Question

If \[8\operatorname{tanA}=15\], then find \[\sin A-\operatorname{cosA}\].

Answer 1

Hint:First of all we will find the value of \[\sec A\] by using \[1+{{\tan }^{2}}A={{\sec }^{2}}A\]. Now find \[\cos A\] by using \[\cos A=\dfrac{1}{\sec A}\]. Also find \[\sin A\] by using \[si{{n}^{2}}A+{{\cos }^{2}}A=1\]. Now substitute these values in the given expression to get the required answer.

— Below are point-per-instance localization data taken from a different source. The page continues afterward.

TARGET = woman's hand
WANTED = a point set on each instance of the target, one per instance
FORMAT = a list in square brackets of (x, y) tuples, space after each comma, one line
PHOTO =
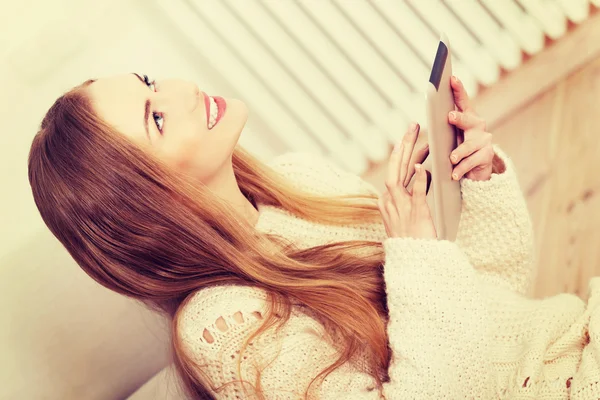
[(406, 214), (473, 157)]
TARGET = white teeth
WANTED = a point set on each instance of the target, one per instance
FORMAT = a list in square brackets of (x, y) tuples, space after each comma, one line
[(214, 110)]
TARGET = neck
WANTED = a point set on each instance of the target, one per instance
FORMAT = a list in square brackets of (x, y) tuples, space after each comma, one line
[(226, 187)]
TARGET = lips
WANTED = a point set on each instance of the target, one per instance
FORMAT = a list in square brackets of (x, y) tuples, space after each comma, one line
[(221, 106)]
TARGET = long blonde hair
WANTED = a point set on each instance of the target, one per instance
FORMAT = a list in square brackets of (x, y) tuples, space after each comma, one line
[(140, 229)]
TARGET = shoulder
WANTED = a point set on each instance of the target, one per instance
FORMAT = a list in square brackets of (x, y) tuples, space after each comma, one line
[(319, 174)]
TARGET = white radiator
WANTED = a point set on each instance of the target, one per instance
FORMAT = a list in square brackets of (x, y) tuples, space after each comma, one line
[(343, 78)]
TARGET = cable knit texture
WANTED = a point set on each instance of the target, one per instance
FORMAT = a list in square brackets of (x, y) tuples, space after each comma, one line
[(461, 324)]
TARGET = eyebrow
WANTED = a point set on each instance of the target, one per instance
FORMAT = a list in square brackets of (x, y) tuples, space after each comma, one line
[(146, 107)]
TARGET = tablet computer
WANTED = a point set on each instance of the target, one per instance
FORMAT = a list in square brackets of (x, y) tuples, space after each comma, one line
[(444, 195)]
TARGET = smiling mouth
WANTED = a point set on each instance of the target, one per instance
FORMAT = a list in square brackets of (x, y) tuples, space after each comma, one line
[(215, 109)]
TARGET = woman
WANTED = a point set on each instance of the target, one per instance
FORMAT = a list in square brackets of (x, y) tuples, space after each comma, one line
[(297, 279)]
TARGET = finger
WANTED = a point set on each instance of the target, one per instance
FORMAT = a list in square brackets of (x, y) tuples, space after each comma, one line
[(461, 98), (394, 162), (419, 156), (382, 209), (420, 186), (384, 213), (410, 138), (393, 218), (465, 120), (469, 147), (477, 159)]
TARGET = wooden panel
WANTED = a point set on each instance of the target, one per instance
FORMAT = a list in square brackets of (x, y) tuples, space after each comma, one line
[(555, 144)]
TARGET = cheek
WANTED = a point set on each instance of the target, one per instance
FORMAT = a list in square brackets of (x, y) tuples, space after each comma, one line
[(189, 153)]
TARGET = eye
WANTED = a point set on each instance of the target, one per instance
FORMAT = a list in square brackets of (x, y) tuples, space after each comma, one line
[(158, 118)]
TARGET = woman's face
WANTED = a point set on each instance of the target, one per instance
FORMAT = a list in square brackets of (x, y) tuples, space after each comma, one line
[(177, 126)]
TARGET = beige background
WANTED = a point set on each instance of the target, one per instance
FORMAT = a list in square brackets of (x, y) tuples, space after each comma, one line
[(62, 336)]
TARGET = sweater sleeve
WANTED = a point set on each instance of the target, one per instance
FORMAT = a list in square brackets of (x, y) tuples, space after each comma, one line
[(437, 332), (495, 229)]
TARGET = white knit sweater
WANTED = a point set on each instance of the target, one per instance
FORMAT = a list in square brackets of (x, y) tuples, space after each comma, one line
[(461, 324)]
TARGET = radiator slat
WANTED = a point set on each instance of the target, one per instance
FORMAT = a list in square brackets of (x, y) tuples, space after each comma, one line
[(345, 78)]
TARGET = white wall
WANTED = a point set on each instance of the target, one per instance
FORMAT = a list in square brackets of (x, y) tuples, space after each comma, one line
[(51, 46), (63, 336)]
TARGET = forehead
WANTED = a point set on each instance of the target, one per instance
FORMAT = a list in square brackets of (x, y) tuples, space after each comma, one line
[(119, 100)]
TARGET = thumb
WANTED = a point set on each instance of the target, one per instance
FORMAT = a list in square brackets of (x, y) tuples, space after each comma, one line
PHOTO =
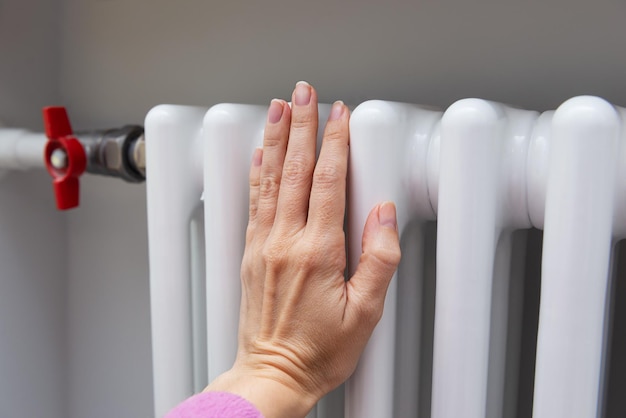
[(380, 256)]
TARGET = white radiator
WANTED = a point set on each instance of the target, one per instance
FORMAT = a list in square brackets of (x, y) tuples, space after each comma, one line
[(469, 181)]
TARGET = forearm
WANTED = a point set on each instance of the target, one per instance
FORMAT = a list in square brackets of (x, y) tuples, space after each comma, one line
[(271, 396)]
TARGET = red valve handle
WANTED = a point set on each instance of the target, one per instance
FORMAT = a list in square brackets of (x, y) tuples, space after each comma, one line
[(60, 136)]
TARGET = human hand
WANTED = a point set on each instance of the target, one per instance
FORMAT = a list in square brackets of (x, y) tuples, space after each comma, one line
[(302, 326)]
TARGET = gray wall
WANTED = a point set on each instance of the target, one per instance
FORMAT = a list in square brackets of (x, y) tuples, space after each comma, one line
[(110, 61), (33, 240)]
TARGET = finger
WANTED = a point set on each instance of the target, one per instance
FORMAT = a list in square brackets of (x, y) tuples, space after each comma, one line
[(274, 147), (328, 193), (295, 187), (378, 262), (255, 180)]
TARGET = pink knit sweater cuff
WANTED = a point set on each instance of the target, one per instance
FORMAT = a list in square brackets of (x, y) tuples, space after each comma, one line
[(215, 405)]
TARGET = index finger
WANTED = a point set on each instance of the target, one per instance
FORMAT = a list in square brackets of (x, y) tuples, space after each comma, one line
[(328, 193)]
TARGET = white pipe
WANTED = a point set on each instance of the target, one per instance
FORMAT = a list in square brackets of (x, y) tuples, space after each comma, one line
[(382, 136), (580, 203), (174, 186), (21, 149)]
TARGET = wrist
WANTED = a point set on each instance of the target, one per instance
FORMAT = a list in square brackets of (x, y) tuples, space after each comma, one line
[(273, 395)]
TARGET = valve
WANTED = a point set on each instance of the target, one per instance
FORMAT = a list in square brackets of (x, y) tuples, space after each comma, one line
[(64, 156), (118, 152)]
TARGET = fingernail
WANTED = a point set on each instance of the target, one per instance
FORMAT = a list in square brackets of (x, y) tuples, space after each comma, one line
[(257, 157), (276, 111), (336, 111), (302, 94), (387, 215)]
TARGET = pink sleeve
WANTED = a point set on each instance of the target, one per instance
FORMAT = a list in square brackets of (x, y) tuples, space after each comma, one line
[(215, 405)]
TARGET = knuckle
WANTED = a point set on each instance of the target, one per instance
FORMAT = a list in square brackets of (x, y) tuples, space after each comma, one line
[(335, 133), (254, 208), (370, 313), (274, 256), (389, 257), (295, 169), (327, 175), (273, 139), (303, 121), (269, 186)]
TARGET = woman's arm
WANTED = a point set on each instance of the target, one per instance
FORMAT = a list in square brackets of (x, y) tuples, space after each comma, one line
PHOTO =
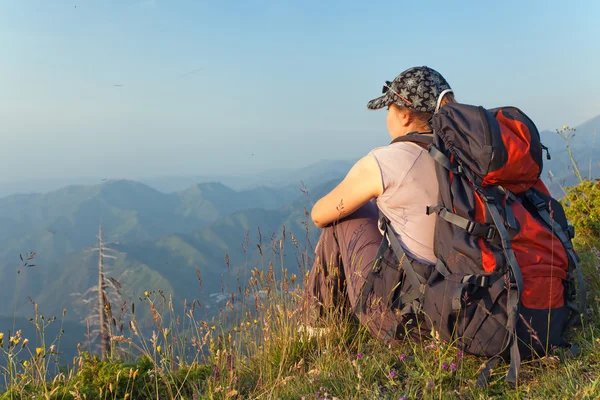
[(362, 184)]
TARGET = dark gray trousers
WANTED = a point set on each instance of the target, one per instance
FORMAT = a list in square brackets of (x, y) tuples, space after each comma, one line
[(344, 257)]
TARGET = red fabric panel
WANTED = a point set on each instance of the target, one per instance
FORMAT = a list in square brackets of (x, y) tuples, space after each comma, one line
[(543, 262), (520, 171), (540, 292), (539, 185)]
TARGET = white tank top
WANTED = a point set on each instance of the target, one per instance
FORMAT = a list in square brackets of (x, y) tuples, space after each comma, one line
[(409, 186)]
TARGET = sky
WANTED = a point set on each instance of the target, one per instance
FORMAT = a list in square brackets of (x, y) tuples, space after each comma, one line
[(140, 88)]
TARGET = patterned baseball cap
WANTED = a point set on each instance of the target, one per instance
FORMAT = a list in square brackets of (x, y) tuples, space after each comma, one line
[(419, 88)]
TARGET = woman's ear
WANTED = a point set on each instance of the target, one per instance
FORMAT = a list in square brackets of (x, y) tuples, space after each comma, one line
[(403, 116)]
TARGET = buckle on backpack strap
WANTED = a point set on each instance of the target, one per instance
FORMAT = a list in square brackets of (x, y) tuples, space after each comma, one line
[(536, 200), (571, 231)]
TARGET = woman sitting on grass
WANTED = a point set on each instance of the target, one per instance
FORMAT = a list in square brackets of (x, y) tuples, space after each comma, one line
[(400, 181)]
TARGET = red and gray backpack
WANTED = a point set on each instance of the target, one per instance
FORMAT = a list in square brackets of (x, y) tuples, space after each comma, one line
[(504, 283)]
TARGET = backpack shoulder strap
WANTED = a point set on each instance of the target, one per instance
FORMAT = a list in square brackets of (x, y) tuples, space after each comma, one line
[(423, 139)]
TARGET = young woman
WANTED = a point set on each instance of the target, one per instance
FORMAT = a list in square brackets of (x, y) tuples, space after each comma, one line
[(400, 181)]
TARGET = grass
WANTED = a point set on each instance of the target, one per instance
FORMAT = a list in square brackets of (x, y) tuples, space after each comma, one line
[(256, 350)]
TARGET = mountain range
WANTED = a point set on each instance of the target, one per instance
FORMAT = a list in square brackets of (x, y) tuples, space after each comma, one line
[(172, 233)]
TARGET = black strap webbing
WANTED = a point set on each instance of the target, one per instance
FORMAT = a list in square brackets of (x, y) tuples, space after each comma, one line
[(443, 160), (566, 242), (514, 298), (472, 227)]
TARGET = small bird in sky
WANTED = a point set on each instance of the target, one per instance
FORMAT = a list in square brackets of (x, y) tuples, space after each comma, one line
[(195, 71)]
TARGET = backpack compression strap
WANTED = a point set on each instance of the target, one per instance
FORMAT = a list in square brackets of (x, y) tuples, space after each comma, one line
[(409, 301)]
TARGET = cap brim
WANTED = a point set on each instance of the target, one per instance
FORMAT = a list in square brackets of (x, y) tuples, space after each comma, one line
[(380, 102)]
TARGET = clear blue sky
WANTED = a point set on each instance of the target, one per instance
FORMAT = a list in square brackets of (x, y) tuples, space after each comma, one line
[(227, 87)]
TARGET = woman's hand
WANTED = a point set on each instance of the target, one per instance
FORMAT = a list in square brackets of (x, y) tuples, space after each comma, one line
[(362, 184)]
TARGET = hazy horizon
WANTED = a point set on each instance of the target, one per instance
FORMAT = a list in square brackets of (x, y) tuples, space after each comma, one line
[(140, 89)]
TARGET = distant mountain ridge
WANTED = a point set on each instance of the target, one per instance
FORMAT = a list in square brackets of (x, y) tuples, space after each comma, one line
[(310, 175), (159, 239)]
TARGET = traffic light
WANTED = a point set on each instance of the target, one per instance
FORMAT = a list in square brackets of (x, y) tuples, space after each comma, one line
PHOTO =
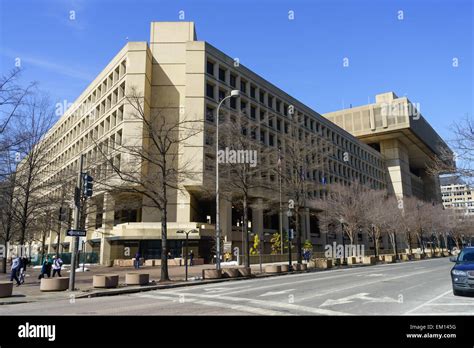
[(87, 185)]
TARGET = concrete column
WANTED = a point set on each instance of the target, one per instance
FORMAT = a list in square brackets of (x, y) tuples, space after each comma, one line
[(107, 226), (183, 209), (396, 160), (257, 218)]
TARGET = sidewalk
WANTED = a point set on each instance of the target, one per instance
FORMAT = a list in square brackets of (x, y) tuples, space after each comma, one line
[(30, 290)]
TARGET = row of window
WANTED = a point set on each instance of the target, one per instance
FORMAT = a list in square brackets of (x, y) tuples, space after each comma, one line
[(261, 109)]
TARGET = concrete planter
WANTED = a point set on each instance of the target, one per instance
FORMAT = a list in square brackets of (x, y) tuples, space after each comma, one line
[(245, 271), (230, 272), (273, 269), (54, 284), (369, 260), (323, 263), (211, 274), (105, 281), (137, 278), (6, 289), (352, 260), (404, 257)]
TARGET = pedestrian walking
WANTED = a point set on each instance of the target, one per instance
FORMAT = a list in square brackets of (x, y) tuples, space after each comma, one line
[(22, 274), (57, 264), (137, 260), (45, 268), (16, 264)]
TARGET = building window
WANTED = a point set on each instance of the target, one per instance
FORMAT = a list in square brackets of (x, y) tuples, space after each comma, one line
[(210, 91), (233, 80), (252, 91), (253, 112), (210, 68), (270, 101), (222, 74)]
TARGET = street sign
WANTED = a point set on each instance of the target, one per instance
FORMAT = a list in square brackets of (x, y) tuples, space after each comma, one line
[(291, 234), (76, 233)]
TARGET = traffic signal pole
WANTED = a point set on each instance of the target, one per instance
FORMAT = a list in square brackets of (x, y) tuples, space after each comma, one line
[(77, 212)]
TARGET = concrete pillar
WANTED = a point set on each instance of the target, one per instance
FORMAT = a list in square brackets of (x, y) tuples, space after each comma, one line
[(183, 209), (107, 226), (396, 160), (257, 218)]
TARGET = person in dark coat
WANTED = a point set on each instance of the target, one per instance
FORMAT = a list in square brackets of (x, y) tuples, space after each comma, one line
[(45, 268), (16, 265)]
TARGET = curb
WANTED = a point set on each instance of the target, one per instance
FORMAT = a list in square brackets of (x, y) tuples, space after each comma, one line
[(130, 290)]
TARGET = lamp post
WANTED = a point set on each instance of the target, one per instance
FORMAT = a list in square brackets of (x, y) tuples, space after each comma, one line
[(341, 220), (234, 93), (186, 250)]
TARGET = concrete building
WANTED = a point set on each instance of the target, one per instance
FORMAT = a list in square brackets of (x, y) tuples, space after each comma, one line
[(457, 195), (395, 128), (181, 76)]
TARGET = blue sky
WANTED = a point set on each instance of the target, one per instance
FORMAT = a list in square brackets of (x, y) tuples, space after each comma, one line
[(304, 56)]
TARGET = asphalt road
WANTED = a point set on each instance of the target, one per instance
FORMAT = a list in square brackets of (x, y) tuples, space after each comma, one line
[(409, 288)]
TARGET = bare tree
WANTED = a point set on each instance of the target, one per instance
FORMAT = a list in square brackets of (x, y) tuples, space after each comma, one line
[(246, 175), (35, 118), (151, 165), (304, 157)]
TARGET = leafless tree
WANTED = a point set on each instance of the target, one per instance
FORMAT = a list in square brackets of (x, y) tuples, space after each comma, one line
[(150, 165), (304, 156)]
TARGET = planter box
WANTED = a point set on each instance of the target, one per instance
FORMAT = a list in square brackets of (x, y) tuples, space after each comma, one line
[(54, 284), (105, 281), (230, 272), (211, 274), (6, 289), (245, 271), (351, 260), (273, 269), (137, 278), (369, 260), (323, 263)]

Complete step-by-step answer:
Here, we are given that \[8\operatorname{tanA}=15\] and we have to find the value of \[\sin A-\operatorname{cosA}\].
Let us consider the expression in the question.
\[E=\sin A-\operatorname{cosA}......(1)\]
We are given that \[8\operatorname{tanA}=15\].
So we get \[\operatorname{tanA}=\dfrac{15}{8}\].
We know that \[1+{{\tan }^{2}}A={{\sec }^{2}}A\].
By substituting the value of \[\tan A\], we get as follows:
\[\begin{align}
  & 1+{{\left( \dfrac{15}{8} \right)}^{2}}={{\sec }^{2}}A \\
 & 1+\dfrac{225}{64}={{\sec }^{2}}A \\
 & \dfrac{64+225}{64}={{\sec }^{2}}A \\
 & \dfrac{289}{64}={{\sec }^{2}}A \\
\end{align}\]
So we get \[\sec A=\sqrt{\dfrac{289}{64}}=\dfrac{17}{8}\].
We know that \[\cos A=\dfrac{1}{\sec A}\].
So we get \[\cos A=\dfrac{1}{\dfrac{17}{8}}=\dfrac{8}{17}......(2)\]
We also know that \[si{{n}^{2}}A+{{\cos }^{2}}A=1\].
By substituting the value of \[\operatorname{cosA}=\dfrac{8}{17}\], we get as follows:
\[\begin{align}
  & si{{n}^{2}}A+{{\left( \dfrac{8}{17} \right)}^{2}}=1 \\
 & si{{n}^{2}}A=1-\dfrac{64}{289} \\
 & si{{n}^{2}}A=\dfrac{289-64}{289} \\
 & sinA=\sqrt{\dfrac{225}{289}} \\
 & \sin A=\dfrac{15}{17}......(3) \\
\end{align}\]
Now by substituting \[\sin A=\dfrac{15}{17}\] and \[\operatorname{cosA}=\dfrac{8}{17}\] from equation (3) and equation (2) in equation (1) we get as follows:
\[\begin{align}
  & E=\sin A-\operatorname{cosA} \\
 & E=\dfrac{15}{17}-\dfrac{8}{17} \\
 & E=\dfrac{15-8}{17} \\
 & E=\dfrac{7}{17} \\
\end{align}\]
So we have got the value of \[\sin A-\operatorname{cosA}\] as \[\dfrac{7}{17}\].

Note: Students can also solve this question by considering a triangle ABC as follows:

We know that \[\operatorname{tanA}=\dfrac{P}{B}=\dfrac{BC}{AB}=\dfrac{15}{8}\].
So take BC as 15x and AB as 3x and use Pythagoras theorem to find AC as 17x. Now find \[\sin A\] and \[\cos A\] by using \[\dfrac{P}{H}\] and \[\dfrac{B}{H}\] respectively.Substitute the values in the given expression to find the answer.